Some Medications Worsen The Problem

Certain classes of medicine increase the risk of incontinence symptoms. Blood pressure medications may relax the bladder, increase coughing, or decrease the tone of the urethral sphincter, all of which may contribute to this health concern. Pain relievers may increase fluid retention or relax or inhibit contraction of the bladder. Drugs to treat depression, Parkinson’s disease, or psychosis may increase the retention of urine. Antihistamines and anticholinergic drugs may have similar effects.

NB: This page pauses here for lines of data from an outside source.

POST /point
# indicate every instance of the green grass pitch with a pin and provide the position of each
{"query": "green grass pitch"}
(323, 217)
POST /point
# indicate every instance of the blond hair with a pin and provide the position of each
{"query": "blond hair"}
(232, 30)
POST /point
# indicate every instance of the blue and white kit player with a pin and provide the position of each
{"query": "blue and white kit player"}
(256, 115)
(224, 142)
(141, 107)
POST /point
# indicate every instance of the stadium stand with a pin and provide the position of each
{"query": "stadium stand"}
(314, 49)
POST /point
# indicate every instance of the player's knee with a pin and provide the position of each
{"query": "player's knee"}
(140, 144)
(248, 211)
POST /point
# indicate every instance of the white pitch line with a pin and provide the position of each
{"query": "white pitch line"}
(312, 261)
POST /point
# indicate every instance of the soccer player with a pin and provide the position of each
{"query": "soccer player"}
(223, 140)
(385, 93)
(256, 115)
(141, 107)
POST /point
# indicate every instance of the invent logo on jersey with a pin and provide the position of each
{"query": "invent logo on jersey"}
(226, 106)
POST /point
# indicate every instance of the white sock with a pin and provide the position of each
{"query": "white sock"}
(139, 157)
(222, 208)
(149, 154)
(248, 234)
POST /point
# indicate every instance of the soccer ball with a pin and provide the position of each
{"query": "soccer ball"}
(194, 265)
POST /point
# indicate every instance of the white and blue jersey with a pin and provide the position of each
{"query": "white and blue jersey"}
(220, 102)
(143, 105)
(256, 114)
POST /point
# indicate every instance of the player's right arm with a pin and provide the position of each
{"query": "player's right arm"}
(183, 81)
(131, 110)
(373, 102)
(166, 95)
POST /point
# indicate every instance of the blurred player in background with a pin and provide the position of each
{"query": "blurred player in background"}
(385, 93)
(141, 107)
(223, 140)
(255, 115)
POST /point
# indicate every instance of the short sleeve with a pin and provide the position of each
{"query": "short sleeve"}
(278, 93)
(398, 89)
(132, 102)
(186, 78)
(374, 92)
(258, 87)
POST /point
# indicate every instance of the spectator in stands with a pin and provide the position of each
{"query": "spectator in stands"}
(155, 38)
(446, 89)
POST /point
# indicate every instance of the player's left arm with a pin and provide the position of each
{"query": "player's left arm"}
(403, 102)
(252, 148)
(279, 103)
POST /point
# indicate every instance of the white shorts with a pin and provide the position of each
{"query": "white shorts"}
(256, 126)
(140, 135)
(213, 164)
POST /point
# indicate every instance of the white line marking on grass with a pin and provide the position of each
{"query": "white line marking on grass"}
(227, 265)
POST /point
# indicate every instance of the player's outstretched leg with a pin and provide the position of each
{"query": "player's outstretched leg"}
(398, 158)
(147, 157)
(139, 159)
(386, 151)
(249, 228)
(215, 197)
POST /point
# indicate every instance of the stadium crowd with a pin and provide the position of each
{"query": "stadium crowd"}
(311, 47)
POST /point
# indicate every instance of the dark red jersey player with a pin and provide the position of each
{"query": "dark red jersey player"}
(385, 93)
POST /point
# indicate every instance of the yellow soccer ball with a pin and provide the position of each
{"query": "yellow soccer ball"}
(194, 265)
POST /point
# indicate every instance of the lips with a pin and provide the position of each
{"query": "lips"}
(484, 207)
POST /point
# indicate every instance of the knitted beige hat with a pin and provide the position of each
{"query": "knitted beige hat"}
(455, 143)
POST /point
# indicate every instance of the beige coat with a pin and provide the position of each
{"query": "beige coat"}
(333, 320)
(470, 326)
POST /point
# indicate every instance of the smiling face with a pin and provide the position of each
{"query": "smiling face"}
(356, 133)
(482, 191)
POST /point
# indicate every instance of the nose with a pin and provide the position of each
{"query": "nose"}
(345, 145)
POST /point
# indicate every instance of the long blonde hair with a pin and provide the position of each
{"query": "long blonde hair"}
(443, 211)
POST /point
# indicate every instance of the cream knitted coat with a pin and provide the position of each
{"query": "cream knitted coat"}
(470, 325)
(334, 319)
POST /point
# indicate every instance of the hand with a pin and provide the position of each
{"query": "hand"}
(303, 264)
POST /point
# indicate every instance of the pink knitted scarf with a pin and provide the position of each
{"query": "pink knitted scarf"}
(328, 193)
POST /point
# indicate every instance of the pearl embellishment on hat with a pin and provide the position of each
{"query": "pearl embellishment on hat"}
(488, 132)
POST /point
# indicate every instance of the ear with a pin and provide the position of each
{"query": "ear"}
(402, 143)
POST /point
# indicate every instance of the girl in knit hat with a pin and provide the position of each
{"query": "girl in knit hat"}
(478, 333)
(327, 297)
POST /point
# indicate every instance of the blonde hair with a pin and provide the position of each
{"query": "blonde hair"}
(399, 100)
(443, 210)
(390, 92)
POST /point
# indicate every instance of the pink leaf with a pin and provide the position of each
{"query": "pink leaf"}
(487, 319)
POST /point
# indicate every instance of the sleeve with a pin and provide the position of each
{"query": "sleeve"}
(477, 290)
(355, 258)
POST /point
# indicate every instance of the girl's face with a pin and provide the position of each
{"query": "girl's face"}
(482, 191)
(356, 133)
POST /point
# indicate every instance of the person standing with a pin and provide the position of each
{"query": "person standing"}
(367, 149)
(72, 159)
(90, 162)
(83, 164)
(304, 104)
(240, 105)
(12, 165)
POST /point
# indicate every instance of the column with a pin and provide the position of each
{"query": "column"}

Incontinence and Emotional Health

Quality of Life Issue

Incontinence can take a serious toll on quality of life. Women who are affected by it report more depression and limitations in sexual and social functioning than those who do not have the condition. Incontinence also has a negative effect on self-esteem. In general, if it negatively affects a woman’s quality of life, then she should seek treatment.

An Honest Conversation

Many women feel embarrassed about suffering from incontinence, but they need not. This is a common problem. Effective treatments are available. Women need to be honest with their doctors. Do they avoid certain activities because of their symptoms? Does incontinence impair their work, sleep, sex life, or social functioning? Different interventions are available depending on how incontinence impacts them. Speaking candidly with a doctor is the best way to identify treatments that are most appropriate for the situation.